I still have a dream for telling the story of a place without ever having visited. I tired to do this with the long piece Lagos where I mashed a bunch of stories together in (what I hoped) a way that made sense.
Why read a guidebook from a person who’s never been there? What’s the difference between someone who doesn’t go - and admits it - and some who parachutes in and doesn’t tell you they don’t know a lotI am not criticizing most travel writers here. Of course they know the place. What I am trying to look at is the parachute type writer, who drops in and gives us their impressions.
I think a travel piece from an uninitiated visitor may have something as much to say as those writers. It’s how you put the piece together. The creator would have to find the right things to say. And that’s about mining information, not traveling.
This is where the grey/gray literature comes in handy. Tell the story through documents.

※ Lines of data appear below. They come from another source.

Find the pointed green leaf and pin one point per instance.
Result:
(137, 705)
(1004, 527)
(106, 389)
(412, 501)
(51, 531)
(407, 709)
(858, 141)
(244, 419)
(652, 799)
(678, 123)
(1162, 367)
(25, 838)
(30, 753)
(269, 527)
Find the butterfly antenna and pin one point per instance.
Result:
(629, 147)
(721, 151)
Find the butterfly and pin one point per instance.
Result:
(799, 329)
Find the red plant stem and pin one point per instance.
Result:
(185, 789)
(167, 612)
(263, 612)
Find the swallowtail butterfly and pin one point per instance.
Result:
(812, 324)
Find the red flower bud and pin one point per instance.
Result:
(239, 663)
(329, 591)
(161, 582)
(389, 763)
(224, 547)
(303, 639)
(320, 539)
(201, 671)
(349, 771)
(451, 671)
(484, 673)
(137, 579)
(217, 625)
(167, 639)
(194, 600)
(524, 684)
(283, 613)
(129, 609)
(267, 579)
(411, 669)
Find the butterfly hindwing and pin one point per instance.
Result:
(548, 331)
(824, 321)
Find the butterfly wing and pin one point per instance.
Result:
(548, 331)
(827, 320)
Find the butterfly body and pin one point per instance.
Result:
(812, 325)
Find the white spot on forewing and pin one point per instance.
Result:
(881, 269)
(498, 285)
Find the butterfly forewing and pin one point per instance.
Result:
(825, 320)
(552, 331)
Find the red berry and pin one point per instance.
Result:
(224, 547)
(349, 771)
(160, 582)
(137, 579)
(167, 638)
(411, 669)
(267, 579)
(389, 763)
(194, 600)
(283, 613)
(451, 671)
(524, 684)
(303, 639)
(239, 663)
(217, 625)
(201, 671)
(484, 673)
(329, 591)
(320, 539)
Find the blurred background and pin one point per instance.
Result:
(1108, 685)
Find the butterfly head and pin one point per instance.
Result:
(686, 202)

If you could find interesting reports, interviews , recollections, oral histories about a place. Then you’d try to put those together, mix and mash them up and try to create a narrative about the place. (I didn’t quite do it with Lagos, but I tried to.)
Is this travel writing? Not in the slightest. But it may tell a story about a place — a different kind of story from, say, Lagos all bad because of poverty and crime or Lagos scary but has cool artists and writers and musicians.
Reading about other countries suffers when the writers only produce a few narratives: poor, hungry, lazy locals/hard working foreigners, gun crazy. Every place has a million layers, and if a writer can add to another layer, so be it. Should it matter if she has never been there before?